I would guess that flow through the chiller is unregulated and by reducing the flow through the hot machine, it reduced the flow through the chiller.
This allows the water more time to get cooler in the chiller, making the chiller the more efficient machine. Efficient in the way that it takes heat out of the water better than the hot machine puts the heat into the water.
Is the chiller controlled by a temperature sensor, and where is that sensor? Is it the same sensor that told you the machine is overheating?
There are some chillers with the temperature sensor (thermostat) on the coolant return pipe. The assumption is that the coolant coming out of the machine is close to the temperature of the machine. But if you increase the flow rate, the coolant warms up less as it passes through the machine, so the chiller thinks the machine is cooler than it really is. It would compensate by slacking off and sending warmer coolant to the machine. I think this would result in the machine temperature going up. That’s my theory, anyway.
Is it also possible that the water pump adds some heat when the flow rate is higher?
Cornflakes, re cavitation, it’s a very local phenomenon occurring in regions of very low local pressure (like on the back sides of pump impeller vanes or boat propellers). The gas bubbles implode and return to liquid as soon as the flow pressure recovers. For that to be the problem with apparent low heat transfer into the water, the process would have to depend largely on dumping heat into the restricted areas you describe, not into straight or large-radius runs of pipe. I doubt that’s what you have.
Sorry, but I think I left some confusion regarding how the chilled water loop runs (I think that PCW is a standard acronym, mind if I use it?) The PCW run does not directly cool the process. Process heat is dumped into a separate loop which runs between the chiller and the machine. The chiller controls the flow of heat from this line into PCW.

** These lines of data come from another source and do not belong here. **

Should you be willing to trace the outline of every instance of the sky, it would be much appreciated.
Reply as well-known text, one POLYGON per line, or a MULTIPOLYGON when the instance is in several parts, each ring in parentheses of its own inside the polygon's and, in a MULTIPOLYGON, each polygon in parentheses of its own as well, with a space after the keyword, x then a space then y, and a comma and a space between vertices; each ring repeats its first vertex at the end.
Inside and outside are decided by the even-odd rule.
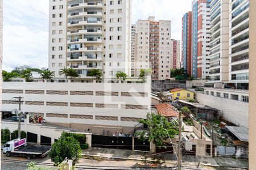
MULTIPOLYGON (((3 69, 48 67, 49 0, 4 0, 3 69)), ((171 20, 171 38, 181 40, 181 19, 192 0, 132 0, 132 23, 138 19, 171 20)))

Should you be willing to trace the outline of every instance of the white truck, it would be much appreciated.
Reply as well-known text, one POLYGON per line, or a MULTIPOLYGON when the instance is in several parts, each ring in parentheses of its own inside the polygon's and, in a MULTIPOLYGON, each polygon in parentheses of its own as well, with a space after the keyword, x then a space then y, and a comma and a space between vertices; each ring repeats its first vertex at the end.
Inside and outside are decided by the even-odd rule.
POLYGON ((27 144, 26 139, 16 139, 6 142, 3 146, 3 153, 7 156, 17 155, 26 156, 28 159, 37 156, 46 156, 50 151, 51 147, 42 145, 27 144))

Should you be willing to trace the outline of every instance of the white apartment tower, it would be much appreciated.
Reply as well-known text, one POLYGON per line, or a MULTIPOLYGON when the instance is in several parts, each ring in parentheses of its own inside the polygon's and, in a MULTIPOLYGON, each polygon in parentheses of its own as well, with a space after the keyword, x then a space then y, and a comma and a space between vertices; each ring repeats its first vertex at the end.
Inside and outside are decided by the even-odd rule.
POLYGON ((131 25, 131 75, 135 75, 135 62, 137 58, 137 25, 131 25))
POLYGON ((49 68, 130 75, 130 0, 49 0, 49 68))
POLYGON ((138 20, 135 74, 150 67, 153 80, 170 78, 171 21, 155 21, 155 17, 138 20))
POLYGON ((230 1, 229 83, 231 88, 248 90, 249 0, 230 1))
POLYGON ((229 1, 212 1, 210 6, 210 82, 214 83, 228 80, 229 1))

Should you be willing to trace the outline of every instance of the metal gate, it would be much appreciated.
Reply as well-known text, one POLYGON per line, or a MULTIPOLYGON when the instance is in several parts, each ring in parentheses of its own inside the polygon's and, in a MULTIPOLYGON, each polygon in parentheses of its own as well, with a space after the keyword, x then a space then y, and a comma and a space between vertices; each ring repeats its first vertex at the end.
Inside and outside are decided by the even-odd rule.
POLYGON ((28 143, 38 143, 38 135, 36 134, 28 131, 27 135, 27 142, 28 143))
POLYGON ((132 150, 133 138, 92 135, 92 146, 132 150))
POLYGON ((150 151, 150 143, 147 140, 142 141, 135 138, 134 138, 134 150, 149 152, 150 151))

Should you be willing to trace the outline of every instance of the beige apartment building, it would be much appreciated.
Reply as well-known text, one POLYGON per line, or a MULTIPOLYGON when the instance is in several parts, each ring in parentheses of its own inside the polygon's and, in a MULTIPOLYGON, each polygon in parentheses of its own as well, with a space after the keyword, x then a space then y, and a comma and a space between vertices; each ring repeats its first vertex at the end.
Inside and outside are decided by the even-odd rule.
POLYGON ((155 21, 155 17, 138 20, 135 75, 150 67, 152 80, 170 78, 172 68, 171 21, 155 21))
POLYGON ((130 74, 130 0, 49 0, 49 69, 130 74))

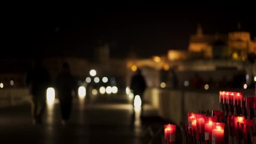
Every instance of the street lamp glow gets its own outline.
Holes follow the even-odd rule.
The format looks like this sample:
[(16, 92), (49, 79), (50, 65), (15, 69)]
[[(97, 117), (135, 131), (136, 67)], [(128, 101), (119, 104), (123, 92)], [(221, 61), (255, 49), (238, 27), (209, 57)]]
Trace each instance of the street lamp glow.
[(48, 88), (46, 90), (46, 99), (49, 104), (52, 104), (55, 99), (55, 91), (53, 88)]
[(90, 75), (91, 76), (94, 77), (96, 75), (97, 72), (96, 72), (96, 71), (94, 69), (92, 69), (90, 71)]
[(209, 89), (209, 85), (208, 84), (206, 84), (205, 85), (205, 90), (207, 90)]
[(0, 88), (3, 88), (3, 83), (0, 83)]
[(104, 83), (107, 83), (108, 80), (109, 80), (107, 77), (103, 77), (103, 78), (102, 78), (102, 82)]
[(104, 94), (106, 93), (106, 88), (102, 86), (99, 88), (99, 93), (102, 94)]
[(135, 96), (133, 105), (136, 109), (139, 108), (141, 106), (141, 100), (139, 95), (136, 95)]
[(78, 88), (78, 96), (80, 98), (84, 98), (86, 95), (86, 89), (84, 86), (81, 86)]
[(131, 93), (131, 89), (130, 89), (128, 86), (126, 88), (125, 88), (125, 92), (127, 94), (129, 94)]
[(110, 94), (112, 92), (112, 88), (110, 86), (108, 86), (106, 88), (106, 92), (107, 94)]
[(96, 89), (93, 89), (93, 90), (92, 91), (92, 93), (93, 93), (93, 95), (96, 95), (98, 94), (98, 91), (97, 91)]
[(99, 78), (98, 77), (94, 77), (94, 82), (95, 82), (96, 83), (98, 83), (99, 82)]
[(115, 86), (114, 86), (112, 87), (112, 93), (117, 93), (117, 91), (118, 91), (118, 89), (117, 88), (117, 87)]
[(165, 83), (162, 82), (160, 84), (160, 86), (162, 88), (165, 88), (166, 86), (166, 84), (165, 84)]
[(85, 79), (85, 81), (87, 83), (91, 83), (91, 77), (87, 77)]
[(244, 88), (244, 89), (247, 88), (247, 85), (246, 85), (246, 84), (243, 85), (243, 88)]

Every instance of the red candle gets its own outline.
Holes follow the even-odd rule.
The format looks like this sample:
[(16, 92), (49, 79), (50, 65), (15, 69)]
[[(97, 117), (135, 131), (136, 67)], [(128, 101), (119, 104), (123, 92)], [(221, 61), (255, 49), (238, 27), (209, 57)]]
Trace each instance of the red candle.
[(234, 106), (239, 106), (241, 104), (241, 98), (243, 97), (243, 93), (240, 92), (235, 92), (234, 95)]
[(245, 98), (245, 104), (246, 109), (252, 109), (253, 108), (253, 102), (254, 97), (246, 97)]
[(223, 94), (224, 91), (219, 91), (219, 103), (223, 104)]
[(215, 122), (215, 117), (205, 117), (205, 143), (209, 141), (209, 144), (211, 142), (211, 132), (213, 123)]
[(224, 140), (225, 123), (214, 123), (212, 131), (212, 144), (223, 144)]
[(200, 134), (204, 136), (205, 135), (205, 115), (196, 115), (196, 126), (197, 139), (200, 139)]
[(197, 114), (195, 113), (188, 113), (188, 123), (189, 123), (189, 133), (190, 133), (189, 129), (190, 128), (192, 130), (192, 136), (194, 136), (194, 131), (196, 131), (197, 128), (197, 120), (196, 120), (196, 115)]
[(234, 92), (229, 92), (227, 94), (227, 104), (229, 105), (234, 104)]
[(176, 133), (176, 125), (165, 125), (165, 144), (175, 144), (175, 134)]
[[(243, 124), (243, 120), (245, 119), (245, 117), (235, 116), (234, 118), (234, 120), (235, 121), (235, 129), (242, 129), (241, 124)], [(238, 125), (239, 125), (239, 128), (238, 127)]]

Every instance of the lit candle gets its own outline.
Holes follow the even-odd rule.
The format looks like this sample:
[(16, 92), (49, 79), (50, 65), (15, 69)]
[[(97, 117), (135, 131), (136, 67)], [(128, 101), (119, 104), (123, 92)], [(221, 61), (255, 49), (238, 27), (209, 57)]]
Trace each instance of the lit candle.
[(241, 97), (243, 97), (243, 93), (239, 92), (234, 93), (233, 101), (234, 106), (239, 106), (240, 104)]
[(205, 119), (204, 117), (206, 116), (205, 115), (197, 115), (196, 116), (196, 126), (197, 126), (197, 139), (200, 139), (200, 134), (202, 136), (205, 135)]
[[(239, 116), (235, 116), (234, 121), (235, 121), (235, 128), (236, 129), (242, 129), (241, 126), (241, 124), (243, 124), (243, 120), (245, 119), (245, 117), (239, 117)], [(239, 128), (237, 127), (239, 125)]]
[(213, 123), (215, 122), (215, 117), (205, 117), (205, 140), (211, 142), (211, 132)]
[(192, 131), (192, 136), (194, 136), (194, 131), (196, 130), (197, 120), (196, 115), (197, 114), (195, 113), (188, 113), (188, 118), (189, 123), (189, 133), (190, 133), (190, 129)]
[(216, 123), (213, 125), (212, 131), (212, 144), (223, 144), (224, 140), (224, 127), (225, 123)]
[(165, 125), (165, 144), (173, 144), (175, 143), (176, 133), (176, 125)]

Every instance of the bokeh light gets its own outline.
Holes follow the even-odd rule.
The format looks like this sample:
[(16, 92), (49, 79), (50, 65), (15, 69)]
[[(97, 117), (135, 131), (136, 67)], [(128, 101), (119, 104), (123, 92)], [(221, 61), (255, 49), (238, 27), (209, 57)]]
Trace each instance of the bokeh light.
[(48, 88), (46, 90), (46, 100), (49, 104), (52, 104), (55, 99), (55, 90), (53, 88)]
[(94, 77), (94, 82), (95, 82), (96, 83), (98, 83), (99, 82), (99, 78), (98, 77)]
[(206, 84), (205, 85), (205, 90), (207, 90), (209, 89), (209, 85), (208, 84)]
[(110, 94), (112, 92), (112, 88), (110, 86), (108, 86), (106, 88), (106, 92), (107, 94)]
[(11, 85), (13, 85), (13, 84), (14, 84), (14, 82), (13, 82), (13, 80), (11, 80), (10, 81), (10, 84)]
[(136, 72), (137, 70), (137, 66), (135, 65), (133, 65), (131, 66), (131, 69), (132, 71)]
[(78, 88), (78, 96), (80, 98), (83, 98), (86, 95), (86, 89), (84, 86), (81, 86)]
[(102, 94), (105, 94), (105, 93), (106, 93), (106, 88), (102, 86), (99, 88), (99, 93)]
[(161, 83), (161, 84), (160, 84), (160, 86), (162, 88), (165, 88), (166, 86), (166, 84), (165, 84), (165, 83), (162, 82)]
[(115, 86), (114, 86), (112, 87), (112, 93), (117, 93), (117, 91), (118, 91), (118, 89), (117, 88), (117, 87)]
[(94, 69), (92, 69), (90, 71), (90, 75), (93, 77), (94, 77), (96, 75), (96, 74), (97, 72), (96, 72), (96, 71)]
[(91, 83), (91, 77), (86, 77), (86, 78), (85, 78), (85, 81), (87, 83)]
[(102, 78), (102, 82), (103, 83), (107, 83), (108, 81), (108, 79), (107, 79), (107, 77), (103, 77), (103, 78)]
[(98, 94), (98, 91), (96, 89), (93, 89), (91, 91), (91, 93), (93, 95), (96, 95)]

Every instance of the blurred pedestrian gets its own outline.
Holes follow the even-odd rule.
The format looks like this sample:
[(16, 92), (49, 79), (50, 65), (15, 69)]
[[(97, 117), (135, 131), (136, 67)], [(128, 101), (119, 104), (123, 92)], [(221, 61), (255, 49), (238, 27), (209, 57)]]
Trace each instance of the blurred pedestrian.
[[(139, 95), (141, 101), (141, 115), (142, 115), (143, 104), (143, 93), (147, 87), (146, 82), (144, 77), (141, 75), (141, 72), (140, 69), (138, 69), (135, 72), (134, 75), (131, 78), (131, 89), (133, 91), (134, 96)], [(135, 98), (135, 97), (134, 97)], [(133, 99), (133, 101), (134, 101)]]
[(46, 90), (50, 84), (50, 77), (42, 65), (41, 59), (36, 59), (34, 67), (29, 71), (26, 80), (32, 96), (31, 114), (34, 124), (41, 124), (45, 109)]
[(64, 62), (56, 81), (62, 118), (61, 124), (63, 125), (67, 125), (69, 119), (72, 104), (72, 90), (75, 86), (76, 81), (71, 74), (69, 66), (67, 62)]

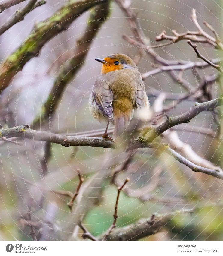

honkytonkwillie and scr4, the tech dropped the flow in the PCW run, not in the process loop. Your explanations would work if the chiller was cooling the PCW for use in the process, but since the PCW is acting as a heat sink, any loss in heat transfer per unit volume should be made up for by the increased volume, right?
I can’t rule out that there’s something else wrong with the machine. This chiller is at a pretty mild step in the process and it might take a while for things to go out again.
Also, thanks for the interest and replies. Somehow, I forgot to say that before now.